Qualche pensiero sulla guerra israelo-palestinese

Ma vi è un altro aspetto della situazione che mi sembra giusto evidenziare. L’operazione di Hamas è stata diretta, com’era naturale, contro Israele, ma destinatari indiretti di essa sono i paesi arabi circostanti. Questi ultimi negli ultimi tempi hanno siglato con Israele degli accordi tesi a normalizzare i loro rapporti diplomatici (i cosiddetti accordi di Abramo), abbandonando la pregiudiziale che qualsiasi accordo dovesse comportare la soluzione del problema palestinese. Ciò ha avuto come conseguenza il fatto che i palestinesi si siano sentiti abbandonati al loro destino e perciò hanno fatto sentire, seppure in modo così cruento, la loro voce.

Allo stato attuale non è possibile sapere quale esito avrà l’azione di Israele su Gaza né sul piano militare né su quello politico. Ma è un’azione che dovrà necessariamente avere fine.

Livello storico

Considerata sul lungo periodo la situazione attuale non è che l’ultimo episodio di una lunga guerra che oppone Israele ai palestinesi e agli Stati arabi circostanti fin dal momento della costituzione dello Stato Israeliano nel 1948. Una guerra che ha visto momenti di scontro aperto (Guerra dei sei giorni, Guerra del Kippur) e di ribellione e rappresaglie (le varie Intifada) che Israele è stato in grado di vincere o di contenere con la sua soverchiante forza militare. Si è anche tentato di trovare una soluzione politica con gli accordi di Oslo del 1993 e la conseguente costituzione di uno Stato palestinese diviso in due (Cisgiordania e Gaza). Ma si è trattato di una costituzione parziale perché di fatto lo Stato palestinese è esposto al controllo di Israele. Da qui l’insoddisfazione dei palestinesi che rivendicano una sovranità completa dei territori loro assegnati. Da qui anche l’atteggiamento estremistico di Hamas che non accetta in alcun modo la presenza dello Stato israeliano.

Ma, qualunque siano le motivazioni che muovono i vari attori della scena mediorientale, la soluzione di “due popoli due stati” è l’unica che possa risolvere il conflitto dopo oltre settant’anni di scontri. Con la formula suddetta si intende che occorre che Israele da una parte e i Palestinesi dall’altra abbiano un loro Stato di cui siano pienamente sovrani. Per Israele questo è ormai avvenuto, bisogna che lo sia anche per lo Stato della Palestina.
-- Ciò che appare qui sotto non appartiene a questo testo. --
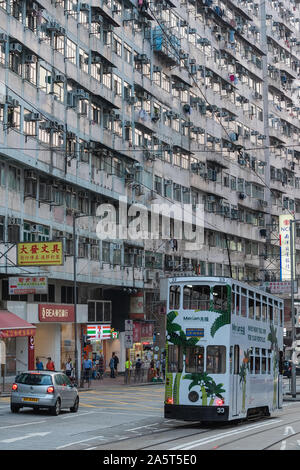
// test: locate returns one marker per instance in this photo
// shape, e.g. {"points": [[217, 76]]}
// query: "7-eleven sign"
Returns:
{"points": [[98, 332]]}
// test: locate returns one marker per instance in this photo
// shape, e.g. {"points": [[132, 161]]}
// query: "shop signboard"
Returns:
{"points": [[128, 340], [280, 287], [40, 254], [99, 332], [56, 313], [128, 325], [285, 246], [27, 285], [17, 332]]}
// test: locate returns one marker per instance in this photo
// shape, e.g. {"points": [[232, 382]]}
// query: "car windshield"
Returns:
{"points": [[34, 379]]}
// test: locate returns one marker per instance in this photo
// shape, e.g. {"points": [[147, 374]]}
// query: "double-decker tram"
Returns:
{"points": [[224, 350]]}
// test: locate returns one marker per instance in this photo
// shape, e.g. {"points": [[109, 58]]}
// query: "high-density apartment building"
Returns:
{"points": [[160, 102]]}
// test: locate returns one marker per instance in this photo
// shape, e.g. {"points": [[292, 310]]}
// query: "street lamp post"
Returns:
{"points": [[75, 289], [293, 375]]}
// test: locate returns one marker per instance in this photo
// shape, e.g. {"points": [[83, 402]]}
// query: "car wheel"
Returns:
{"points": [[55, 410], [74, 408], [14, 408]]}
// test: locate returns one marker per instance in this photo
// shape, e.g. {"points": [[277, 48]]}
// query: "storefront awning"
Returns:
{"points": [[12, 326]]}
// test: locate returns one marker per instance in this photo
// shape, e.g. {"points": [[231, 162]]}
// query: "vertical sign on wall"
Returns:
{"points": [[285, 246]]}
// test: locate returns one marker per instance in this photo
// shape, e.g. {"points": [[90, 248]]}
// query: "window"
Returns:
{"points": [[257, 307], [175, 358], [99, 311], [220, 298], [106, 252], [216, 359], [244, 303], [194, 359], [174, 297], [34, 379], [251, 306], [70, 51], [257, 361], [196, 297], [263, 361]]}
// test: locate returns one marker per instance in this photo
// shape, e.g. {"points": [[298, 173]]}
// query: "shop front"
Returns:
{"points": [[17, 342], [142, 342], [55, 334], [100, 342]]}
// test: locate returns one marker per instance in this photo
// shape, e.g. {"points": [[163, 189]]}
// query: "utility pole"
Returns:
{"points": [[292, 249]]}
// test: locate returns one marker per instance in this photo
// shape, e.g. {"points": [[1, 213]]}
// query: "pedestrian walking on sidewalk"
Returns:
{"points": [[39, 365], [69, 367], [50, 364], [138, 369], [128, 366], [112, 366], [87, 365], [116, 359]]}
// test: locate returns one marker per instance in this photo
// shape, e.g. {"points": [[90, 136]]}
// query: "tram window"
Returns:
{"points": [[251, 308], [174, 297], [244, 303], [233, 309], [257, 361], [238, 304], [236, 359], [216, 359], [257, 307], [270, 313], [269, 360], [175, 358], [251, 361], [196, 297], [276, 313], [263, 362], [230, 359], [220, 298], [264, 309], [194, 359]]}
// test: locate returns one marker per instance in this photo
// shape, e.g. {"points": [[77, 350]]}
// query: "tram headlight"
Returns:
{"points": [[169, 401], [193, 396], [219, 402]]}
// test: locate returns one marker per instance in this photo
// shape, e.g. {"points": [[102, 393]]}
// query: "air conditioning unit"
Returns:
{"points": [[28, 174], [30, 59], [59, 78], [15, 47], [84, 7], [96, 59], [81, 94], [3, 37], [13, 221], [31, 117]]}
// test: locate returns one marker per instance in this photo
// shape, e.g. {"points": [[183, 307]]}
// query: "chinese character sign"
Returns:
{"points": [[285, 246], [40, 254]]}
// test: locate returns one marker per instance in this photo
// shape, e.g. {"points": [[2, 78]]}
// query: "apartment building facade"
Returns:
{"points": [[164, 102]]}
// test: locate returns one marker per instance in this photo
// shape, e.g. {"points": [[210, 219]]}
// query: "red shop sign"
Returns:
{"points": [[56, 313]]}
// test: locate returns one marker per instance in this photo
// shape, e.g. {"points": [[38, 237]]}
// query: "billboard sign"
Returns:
{"points": [[285, 246], [40, 254], [27, 285], [56, 313], [98, 332]]}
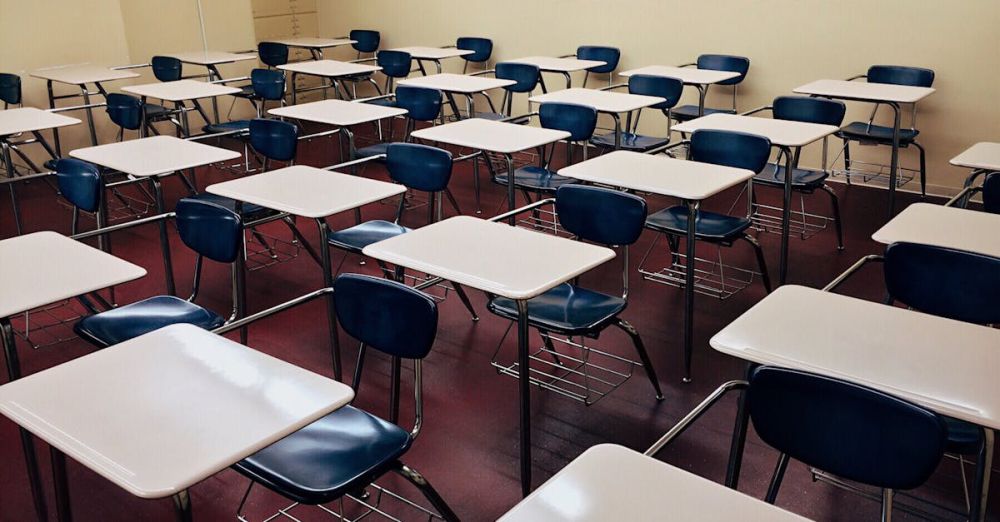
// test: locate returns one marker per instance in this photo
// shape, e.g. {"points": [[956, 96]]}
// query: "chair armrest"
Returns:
{"points": [[850, 271]]}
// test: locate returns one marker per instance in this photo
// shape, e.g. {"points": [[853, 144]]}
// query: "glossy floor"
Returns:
{"points": [[468, 448]]}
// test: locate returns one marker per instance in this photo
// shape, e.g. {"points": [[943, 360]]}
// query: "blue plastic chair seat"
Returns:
{"points": [[356, 238], [340, 453], [251, 212], [690, 112], [861, 131], [801, 178], [630, 141], [709, 226], [132, 320], [372, 150], [535, 178], [229, 126], [566, 309], [963, 438]]}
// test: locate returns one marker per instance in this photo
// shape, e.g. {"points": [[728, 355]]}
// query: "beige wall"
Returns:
{"points": [[789, 42], [36, 34]]}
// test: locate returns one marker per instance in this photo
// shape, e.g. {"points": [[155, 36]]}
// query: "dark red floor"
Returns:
{"points": [[468, 448]]}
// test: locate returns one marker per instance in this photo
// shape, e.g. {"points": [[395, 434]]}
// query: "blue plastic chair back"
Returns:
{"points": [[272, 53], [731, 149], [525, 74], [419, 167], [578, 120], [80, 183], [601, 215], [276, 140], [725, 62], [950, 283], [991, 193], [366, 40], [421, 103], [395, 64], [166, 68], [901, 75], [663, 87], [10, 88], [268, 84], [386, 315], [609, 55], [124, 110], [854, 432], [482, 48], [810, 110], [209, 229]]}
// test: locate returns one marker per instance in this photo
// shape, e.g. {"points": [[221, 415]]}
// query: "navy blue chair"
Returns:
{"points": [[730, 149], [366, 41], [417, 167], [211, 231], [125, 111], [991, 193], [482, 50], [579, 121], [609, 55], [166, 68], [806, 181], [958, 285], [598, 215], [854, 432], [716, 62], [265, 85], [668, 88], [272, 54], [81, 184], [345, 451], [421, 104], [869, 133], [10, 89]]}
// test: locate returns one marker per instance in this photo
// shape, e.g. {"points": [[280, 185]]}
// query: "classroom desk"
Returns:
{"points": [[879, 93], [493, 136], [179, 92], [700, 79], [329, 69], [611, 482], [79, 75], [689, 181], [451, 84], [153, 158], [563, 66], [26, 119], [161, 412], [211, 60], [608, 102], [433, 54], [41, 269], [981, 158], [315, 194], [498, 259], [338, 113], [941, 226], [789, 136], [314, 45]]}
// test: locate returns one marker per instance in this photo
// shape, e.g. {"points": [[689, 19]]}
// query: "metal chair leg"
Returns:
{"points": [[429, 492], [779, 474], [760, 261], [835, 204], [640, 348], [465, 300]]}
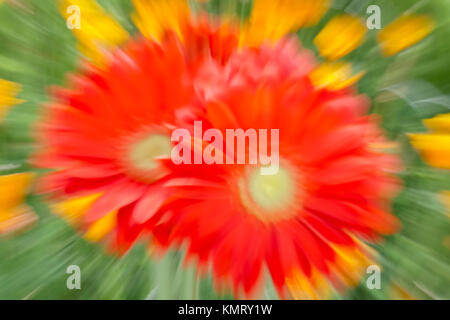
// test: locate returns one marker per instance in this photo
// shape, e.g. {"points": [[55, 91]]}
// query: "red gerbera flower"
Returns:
{"points": [[107, 134], [333, 183]]}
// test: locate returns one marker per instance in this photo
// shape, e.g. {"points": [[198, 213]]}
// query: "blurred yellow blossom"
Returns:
{"points": [[340, 36], [273, 19], [397, 292], [152, 17], [97, 32], [349, 269], [334, 75], [403, 33], [8, 91], [435, 146], [15, 214]]}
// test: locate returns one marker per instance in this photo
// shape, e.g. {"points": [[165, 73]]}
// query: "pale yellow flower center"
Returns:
{"points": [[143, 153], [140, 158], [271, 197]]}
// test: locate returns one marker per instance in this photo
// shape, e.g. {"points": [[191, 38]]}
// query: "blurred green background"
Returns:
{"points": [[37, 50]]}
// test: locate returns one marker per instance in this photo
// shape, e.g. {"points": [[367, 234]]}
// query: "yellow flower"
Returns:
{"points": [[435, 146], [347, 271], [14, 213], [403, 33], [340, 36], [334, 76], [73, 210], [397, 292], [97, 30], [445, 197], [8, 91], [273, 19], [152, 17]]}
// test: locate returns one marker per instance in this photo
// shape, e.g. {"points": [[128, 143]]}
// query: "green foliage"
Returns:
{"points": [[37, 51]]}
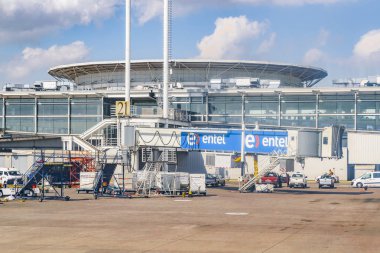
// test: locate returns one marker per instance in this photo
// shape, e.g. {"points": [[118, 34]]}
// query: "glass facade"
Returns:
{"points": [[74, 115], [50, 115]]}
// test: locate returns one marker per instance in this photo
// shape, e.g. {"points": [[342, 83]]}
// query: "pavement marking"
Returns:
{"points": [[237, 214]]}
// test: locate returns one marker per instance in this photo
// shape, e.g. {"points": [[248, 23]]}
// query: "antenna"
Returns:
{"points": [[167, 55]]}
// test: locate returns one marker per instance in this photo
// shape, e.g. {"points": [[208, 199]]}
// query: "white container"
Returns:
{"points": [[165, 181], [130, 181], [86, 181], [198, 183], [182, 181], [264, 187]]}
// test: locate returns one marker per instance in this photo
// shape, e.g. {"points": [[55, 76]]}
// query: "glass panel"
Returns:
{"points": [[217, 119], [347, 121], [233, 108], [369, 123], [298, 121], [328, 107], [83, 106], [94, 109], [233, 119], [271, 121], [12, 124], [269, 108], [368, 107], [52, 125], [81, 124], [25, 124], [325, 121], [198, 108], [78, 125], [345, 107], [78, 109]]}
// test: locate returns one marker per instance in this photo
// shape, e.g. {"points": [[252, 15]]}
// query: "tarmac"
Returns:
{"points": [[289, 220]]}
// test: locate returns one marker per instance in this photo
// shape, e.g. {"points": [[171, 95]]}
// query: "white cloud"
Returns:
{"points": [[29, 19], [267, 44], [323, 37], [38, 59], [149, 9], [231, 38], [313, 56], [368, 46]]}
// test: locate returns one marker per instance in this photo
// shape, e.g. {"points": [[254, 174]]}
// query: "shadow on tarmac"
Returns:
{"points": [[322, 191]]}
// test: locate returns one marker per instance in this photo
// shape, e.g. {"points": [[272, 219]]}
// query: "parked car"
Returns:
{"points": [[220, 180], [326, 180], [298, 179], [271, 178], [9, 175], [369, 179], [285, 178], [211, 180], [334, 177]]}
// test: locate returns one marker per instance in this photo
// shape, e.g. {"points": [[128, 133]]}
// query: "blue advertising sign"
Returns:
{"points": [[261, 142]]}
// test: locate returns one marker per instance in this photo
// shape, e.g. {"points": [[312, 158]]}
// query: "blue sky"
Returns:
{"points": [[341, 36]]}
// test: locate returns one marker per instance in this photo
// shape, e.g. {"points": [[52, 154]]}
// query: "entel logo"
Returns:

Per questo, dopo la conclusione della guerra in corso, qualunque ne sia l’esito, occorre che si avvii in tempi rapidi un processo che porti alla soluzione proposta con la costituzione di due Stati sovrani entro confini stabiliti e riconosciuti. Ma una cosa è ormai chiara: il processo non può essere affidato alle parti in causa, perché allo stato attuale non mostrano alcun interesse o disposizione al dialogo. Il processo deve essere affidato o a uno Stato neutro o, preferibilmente, all’ONU, che solo può stabilire i tempi della sua attuazione. In effetti, dopo gli accordi di Oslo, i suoi presupposti sono stati dimenticati per molto tempo e si è accettato lo status quo che nel corso dei tempi si determinato. Così è accaduto che i governi israeliani negli ultimi tempi hanno disatteso le disposizioni di Oslo ed abbiano insediato nei territori palestinesi molte colonie israeliane. Una operazione che non ha fatto che acuire in contrasti con i palestinesi.

La responsabilità dell’Occidente deve andare oltre la sistemazione giuridica dei confini e degli Stati. Essa deve consistere anche in un sostegno economico al futuro Stato palestinese attraverso la istituzione di attività che consentano ai palestinesi di essere autonomi economicamente, senza dipendere, come ora, da Israele. Si tratterà in un primo momenti di attività assistite, ma è auspicabile che esse pian piano si conquistino anche un ruolo sul mercato. Sarebbe comunque un giusto risarcimento per la disattenzione con cui sinora si è guardato al mondo palestinese. Ma il vantaggio che ne potrà derivare è che in tal modo si favorisca nella popolazione lo sviluppo di un atteggiamento moderato che sconfigga dall’interno gli estremismi ed avvii ad una pacifica convivenza. Si tratterà di un processo lungo, ma i risultati che da esso si attendono giustificherà gli sforzi e la pazienza che occorreranno per sostenerlo.